You questions are difficult because they are vague. Hitchens is a sideshow. He was a wonderful entertainer, sparkling polemicist, but his views changed radically over time, he lost most battles, and he ended in bed with the neo-Conservatives, promoting the Iraqi war and a WW4 in perpetuity against Islamofascism. His character was not virtuous, in particular his intentional self abuse in smoking and drinking, ad delo yadah every day of the year. Why then the admiration? I say because he was a romantic figure, a Byronic- hero, and there are so few charismatic romantic figures available. Which brings me to my next point…what exactly is a vulgar believer and a vulgar atheist? For example, we can have scholastic religion, say Plantinga twists on epistemic justification, and Dennet style hard evolution on the other. Are these vulgar? I would think not, but both do little to breathe any life into either religion or atheism. They lead to very technical questions in epistemology, evolution, probability, interesting to the specialist, kind of boring to everyone else. The vulgar thesis becomes more interesting if we are talking of romantic religion vs. romantic versions of Communism or Conservativism. Then both sides are in a way vulgar, Gush colonial politics vs. world revolution, chassidic anti modernism vs. Fascism/cowboy capitalism.
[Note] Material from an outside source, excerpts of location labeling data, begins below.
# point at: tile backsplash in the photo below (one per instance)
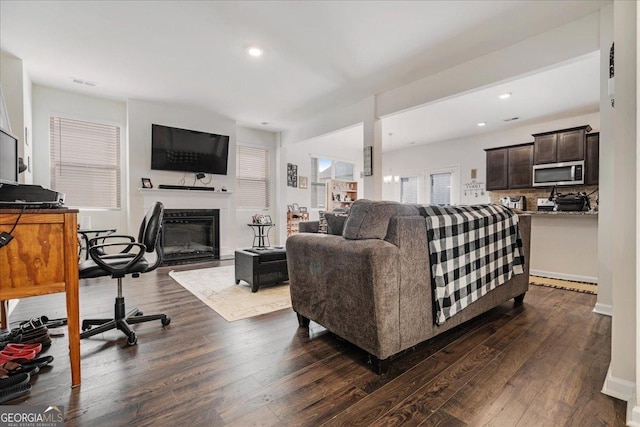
(532, 194)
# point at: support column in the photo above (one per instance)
(372, 129)
(622, 377)
(605, 195)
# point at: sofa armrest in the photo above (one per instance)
(308, 226)
(351, 287)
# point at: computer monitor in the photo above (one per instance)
(8, 158)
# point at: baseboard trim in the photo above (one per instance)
(633, 413)
(604, 309)
(562, 276)
(619, 388)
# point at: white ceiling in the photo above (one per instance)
(318, 55)
(566, 90)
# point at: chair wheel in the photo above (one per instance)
(132, 339)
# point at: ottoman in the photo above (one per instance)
(258, 267)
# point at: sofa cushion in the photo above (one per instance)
(335, 222)
(370, 219)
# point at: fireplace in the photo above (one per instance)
(190, 235)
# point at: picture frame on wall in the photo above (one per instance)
(146, 183)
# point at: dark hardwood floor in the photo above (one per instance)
(539, 364)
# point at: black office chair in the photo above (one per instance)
(129, 260)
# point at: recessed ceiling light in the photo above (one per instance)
(255, 51)
(82, 82)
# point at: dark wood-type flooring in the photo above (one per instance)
(539, 364)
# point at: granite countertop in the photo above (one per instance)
(563, 213)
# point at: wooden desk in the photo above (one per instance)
(42, 259)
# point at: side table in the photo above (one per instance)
(261, 234)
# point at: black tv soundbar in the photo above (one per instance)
(185, 187)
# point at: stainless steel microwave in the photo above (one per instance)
(566, 173)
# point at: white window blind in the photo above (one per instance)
(85, 162)
(252, 177)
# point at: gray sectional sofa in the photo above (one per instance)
(372, 284)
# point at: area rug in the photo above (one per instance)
(588, 288)
(216, 287)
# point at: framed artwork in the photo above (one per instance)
(368, 161)
(292, 175)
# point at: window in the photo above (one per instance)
(323, 170)
(409, 189)
(85, 162)
(252, 177)
(440, 188)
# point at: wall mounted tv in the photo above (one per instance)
(185, 150)
(8, 158)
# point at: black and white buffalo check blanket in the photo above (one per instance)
(473, 249)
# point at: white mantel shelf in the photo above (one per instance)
(151, 191)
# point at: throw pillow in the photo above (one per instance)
(335, 222)
(370, 219)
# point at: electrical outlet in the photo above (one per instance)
(5, 238)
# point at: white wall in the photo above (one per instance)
(49, 102)
(343, 145)
(621, 378)
(16, 89)
(468, 153)
(141, 114)
(27, 152)
(606, 184)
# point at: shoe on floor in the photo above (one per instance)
(14, 392)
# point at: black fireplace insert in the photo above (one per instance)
(190, 235)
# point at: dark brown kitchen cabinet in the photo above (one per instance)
(497, 168)
(592, 159)
(545, 149)
(520, 169)
(559, 146)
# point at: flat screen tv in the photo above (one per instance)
(8, 158)
(175, 149)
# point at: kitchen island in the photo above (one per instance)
(564, 245)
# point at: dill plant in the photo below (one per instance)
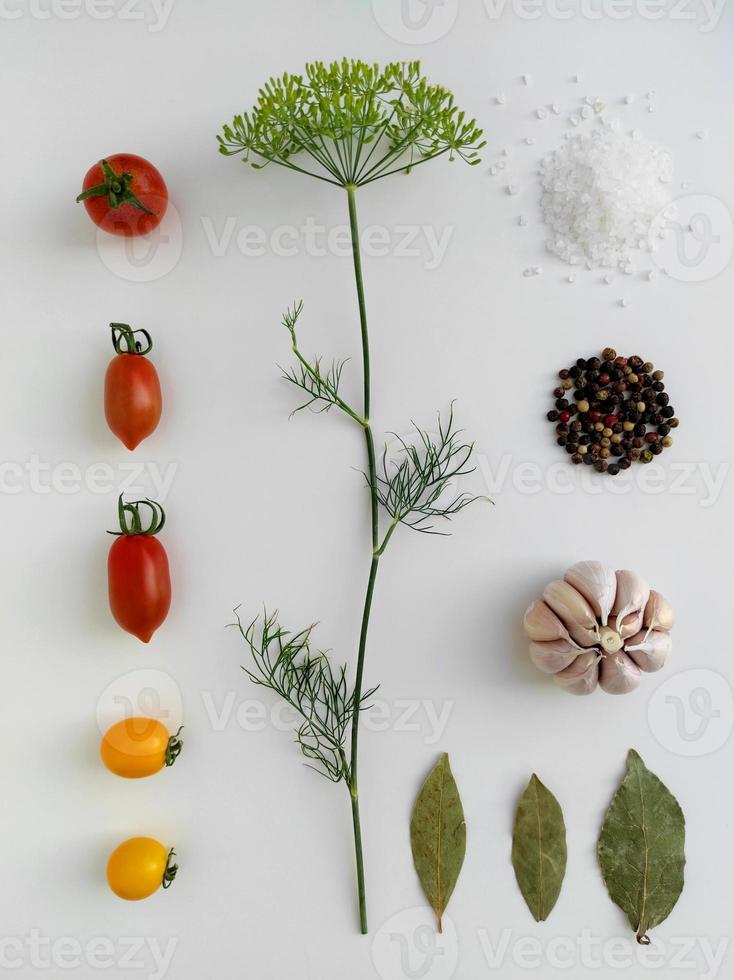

Once you have a goal it is much easier to find an atheism that purifies. Before we can talk of the reconstruction of theology, we need to make a very basic decision. Do we want a pragmatic Judaism, working for the spiritual and material welfare of Jews in realistic and practical ways, with the goal of not getting even but winning, or are we missing a new plausible version of romantic Judaism, now that socialism , Zionism & American neo-liberalism have lost their attraction? Are we looking for some big messianic cause, are we in perpetual war against the world and its culture, or will we go for slow cumulative improvement at the margins? If you love a romantic religious sensibility, suburban self satisfied MO are problematic. If you are looking for spiritual and aesthetic improvement over time, MO like so many other Jews are on a learning curve.
Anti-Hitchens… http://leninology.blogspot.com/ (12/16/11)
I didn’t think much of Hitchens’ new atheism until I read his article in Vanity Fair on the King James translation of the Bible. It was as eloquent an argument for the importance of the Bible and the power of its language as I have ever read by any religionist after Buber and Rosenzweig or Robert Alter. No death bed conversion, the frame was thoroughly humanist, and I loved it. You can find it at: http://www.vanityfair.com/culture/features/2011/05/hitchens-201105
“In every man there is an unknown spark that demands to unite with God. And sometimes it comes to life and awakens to know God, or to deny God (which is the same thing)” (Ba’al ha-Sullam, Rav Yehudah Ashlag, The Final Generation).